The president’s conflict with Mr Gordhan has repeatedly dented the rand’s rally over the last year but, while previous falls have generally been reversed fairly quickly, many analysts are sceptical that it will be as easy this time.
Peter Attard Montalto at Nomura stressed that “this is not over yet”, and said many in the market are still being too optimistic.
This is an attack on the institution of the National Treasury and as such will trigger multiple downgrades.
The market has been far too complacent that Zuma cannot remove PG but he has now gone and done it and yet the market is still hanging onto the hope of a credible candidate which has not come with a complete clear out at NT. This is a full whack Zuma led reshuffle which will lead to multiple imminent downgrades where Zuma is confident he has the upper hand over weak internal ANC opposition.
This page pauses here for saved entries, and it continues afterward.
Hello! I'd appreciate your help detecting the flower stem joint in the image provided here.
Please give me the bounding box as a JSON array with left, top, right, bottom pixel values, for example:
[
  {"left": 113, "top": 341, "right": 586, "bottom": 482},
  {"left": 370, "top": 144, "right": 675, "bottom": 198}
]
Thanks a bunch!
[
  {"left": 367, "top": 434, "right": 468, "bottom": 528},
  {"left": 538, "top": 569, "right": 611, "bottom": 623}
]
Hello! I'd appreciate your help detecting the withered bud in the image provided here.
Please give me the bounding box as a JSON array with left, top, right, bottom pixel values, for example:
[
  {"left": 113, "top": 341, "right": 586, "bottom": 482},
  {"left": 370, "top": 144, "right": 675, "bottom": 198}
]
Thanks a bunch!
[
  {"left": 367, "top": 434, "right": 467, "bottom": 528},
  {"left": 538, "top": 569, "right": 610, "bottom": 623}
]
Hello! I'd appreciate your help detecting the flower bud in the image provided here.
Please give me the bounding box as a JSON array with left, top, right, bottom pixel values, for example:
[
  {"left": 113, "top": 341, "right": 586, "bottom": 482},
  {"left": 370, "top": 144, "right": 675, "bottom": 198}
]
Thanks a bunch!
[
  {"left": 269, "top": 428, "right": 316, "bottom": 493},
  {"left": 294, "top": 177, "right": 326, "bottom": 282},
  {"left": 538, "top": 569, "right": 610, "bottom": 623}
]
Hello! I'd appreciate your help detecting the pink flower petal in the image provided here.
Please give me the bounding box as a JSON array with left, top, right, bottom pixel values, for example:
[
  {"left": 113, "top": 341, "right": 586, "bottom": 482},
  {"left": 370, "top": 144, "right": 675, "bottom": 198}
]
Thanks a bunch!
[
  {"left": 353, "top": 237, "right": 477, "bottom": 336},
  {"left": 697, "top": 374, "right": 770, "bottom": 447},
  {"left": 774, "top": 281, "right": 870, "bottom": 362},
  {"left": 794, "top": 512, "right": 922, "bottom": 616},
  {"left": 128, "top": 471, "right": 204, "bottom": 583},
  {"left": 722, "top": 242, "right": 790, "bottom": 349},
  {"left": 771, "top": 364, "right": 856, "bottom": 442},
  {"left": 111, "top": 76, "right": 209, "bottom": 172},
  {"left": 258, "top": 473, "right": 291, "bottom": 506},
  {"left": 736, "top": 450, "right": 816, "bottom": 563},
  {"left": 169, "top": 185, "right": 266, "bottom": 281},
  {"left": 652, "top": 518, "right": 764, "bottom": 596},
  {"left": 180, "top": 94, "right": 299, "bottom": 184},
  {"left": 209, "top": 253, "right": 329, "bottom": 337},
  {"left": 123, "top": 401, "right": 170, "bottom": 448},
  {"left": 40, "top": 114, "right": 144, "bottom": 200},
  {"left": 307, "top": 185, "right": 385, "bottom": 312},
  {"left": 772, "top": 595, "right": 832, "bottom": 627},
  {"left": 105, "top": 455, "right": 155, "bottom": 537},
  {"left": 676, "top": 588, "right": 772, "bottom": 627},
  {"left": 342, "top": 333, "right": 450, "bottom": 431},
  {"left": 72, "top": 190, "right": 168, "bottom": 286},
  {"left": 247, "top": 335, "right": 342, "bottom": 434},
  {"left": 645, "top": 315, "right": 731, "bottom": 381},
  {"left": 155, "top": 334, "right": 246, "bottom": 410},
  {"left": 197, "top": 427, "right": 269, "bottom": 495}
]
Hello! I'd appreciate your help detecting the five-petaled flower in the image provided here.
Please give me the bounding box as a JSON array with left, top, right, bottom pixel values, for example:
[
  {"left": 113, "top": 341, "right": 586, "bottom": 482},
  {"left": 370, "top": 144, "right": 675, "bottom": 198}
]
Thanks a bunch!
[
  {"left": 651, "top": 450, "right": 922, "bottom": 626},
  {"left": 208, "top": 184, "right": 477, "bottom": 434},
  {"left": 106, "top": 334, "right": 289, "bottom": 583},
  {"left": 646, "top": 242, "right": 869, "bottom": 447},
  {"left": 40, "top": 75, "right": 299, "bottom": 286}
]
The market will be watching blowback risk now as the next reason to be too positive on this. The opposition to Zuma is too split with too weak a leadership in the NEC to be effective here. Zuma believes he is, and we think he is, much stronger than the market thinks he is. The market has a lot of catching up to do still I think to the reality on the ground.”
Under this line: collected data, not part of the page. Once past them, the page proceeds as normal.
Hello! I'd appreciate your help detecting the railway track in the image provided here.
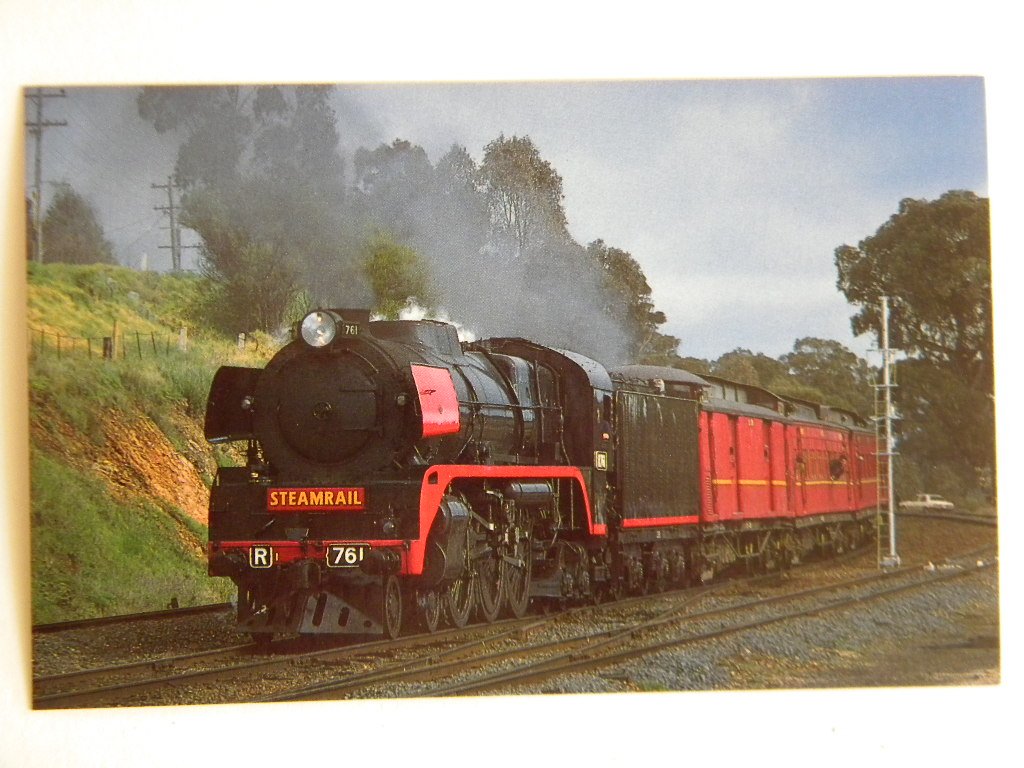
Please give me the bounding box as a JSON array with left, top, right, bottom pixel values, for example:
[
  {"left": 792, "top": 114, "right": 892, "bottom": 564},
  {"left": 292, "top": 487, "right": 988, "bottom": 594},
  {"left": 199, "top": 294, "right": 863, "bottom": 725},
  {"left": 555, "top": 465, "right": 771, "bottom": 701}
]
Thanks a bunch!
[
  {"left": 263, "top": 546, "right": 996, "bottom": 701},
  {"left": 896, "top": 509, "right": 998, "bottom": 526},
  {"left": 32, "top": 517, "right": 997, "bottom": 707},
  {"left": 33, "top": 642, "right": 256, "bottom": 708},
  {"left": 30, "top": 559, "right": 828, "bottom": 708},
  {"left": 33, "top": 608, "right": 566, "bottom": 708},
  {"left": 431, "top": 548, "right": 997, "bottom": 697},
  {"left": 32, "top": 602, "right": 233, "bottom": 635}
]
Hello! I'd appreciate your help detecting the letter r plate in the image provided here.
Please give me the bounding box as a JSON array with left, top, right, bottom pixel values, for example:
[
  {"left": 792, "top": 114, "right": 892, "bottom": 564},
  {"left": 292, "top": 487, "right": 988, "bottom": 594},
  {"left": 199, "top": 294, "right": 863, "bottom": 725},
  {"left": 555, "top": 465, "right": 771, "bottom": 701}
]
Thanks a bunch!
[{"left": 249, "top": 545, "right": 275, "bottom": 568}]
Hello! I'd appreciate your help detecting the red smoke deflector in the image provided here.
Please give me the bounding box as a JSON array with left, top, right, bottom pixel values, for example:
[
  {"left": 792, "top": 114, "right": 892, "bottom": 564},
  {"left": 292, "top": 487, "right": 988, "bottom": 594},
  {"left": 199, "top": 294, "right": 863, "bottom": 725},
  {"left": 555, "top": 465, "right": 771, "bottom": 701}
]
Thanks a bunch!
[{"left": 410, "top": 364, "right": 460, "bottom": 438}]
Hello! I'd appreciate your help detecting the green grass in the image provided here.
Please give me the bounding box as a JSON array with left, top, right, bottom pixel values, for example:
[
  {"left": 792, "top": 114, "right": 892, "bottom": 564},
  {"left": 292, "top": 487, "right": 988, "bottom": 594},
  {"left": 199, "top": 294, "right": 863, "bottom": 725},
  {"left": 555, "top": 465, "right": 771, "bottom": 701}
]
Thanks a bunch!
[
  {"left": 27, "top": 261, "right": 207, "bottom": 337},
  {"left": 29, "top": 262, "right": 276, "bottom": 458},
  {"left": 29, "top": 346, "right": 227, "bottom": 454},
  {"left": 30, "top": 449, "right": 234, "bottom": 624},
  {"left": 27, "top": 263, "right": 278, "bottom": 621}
]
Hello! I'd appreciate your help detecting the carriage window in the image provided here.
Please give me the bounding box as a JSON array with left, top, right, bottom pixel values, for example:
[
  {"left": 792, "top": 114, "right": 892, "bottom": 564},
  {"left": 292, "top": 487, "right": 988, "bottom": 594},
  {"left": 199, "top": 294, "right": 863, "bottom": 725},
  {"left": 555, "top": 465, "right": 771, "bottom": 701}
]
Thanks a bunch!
[{"left": 829, "top": 455, "right": 848, "bottom": 480}]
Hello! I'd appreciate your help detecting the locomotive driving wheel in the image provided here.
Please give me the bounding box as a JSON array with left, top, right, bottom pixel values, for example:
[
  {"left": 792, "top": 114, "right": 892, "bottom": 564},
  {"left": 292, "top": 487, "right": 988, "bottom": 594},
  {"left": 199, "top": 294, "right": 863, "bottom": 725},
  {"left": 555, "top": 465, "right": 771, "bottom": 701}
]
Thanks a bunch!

Timothy Ash at Bluebay Asset Management agreed that markets have yet to price in the full importance of the reshuffle, saying the relatively modest moves in the rand overnight “are frankly bizarre”.
He said South African assets may be supported in the short term by positive sentiment toward emerging markets in general, but added: “short term Zuma could succeed, but if he does this will likely change the character of the country in a meaningful way, and in the process make the longer term investment story much more challenging”.
Lutz Karpowitz at Commerzbank said the latest developments will create new headaches for the South African Reserve Bank. The central bank had hoped it was at the end of its easing cycle and could even move toward lowering interest rates as the strong rand helped bring down inflation, but its governor warned yesterday that the recent political instability threatened that outlook.
Mr Karpowitz said:
In an environment of increasingly open corruption within the government the only guarantor for the rand is the central bank. The fact that it left the key rate at 7 per cent yesterday almost got lost amongst the frenetic developments. Let’s wait and see how long it takes until the weak rand forces the central bank to raise rates again.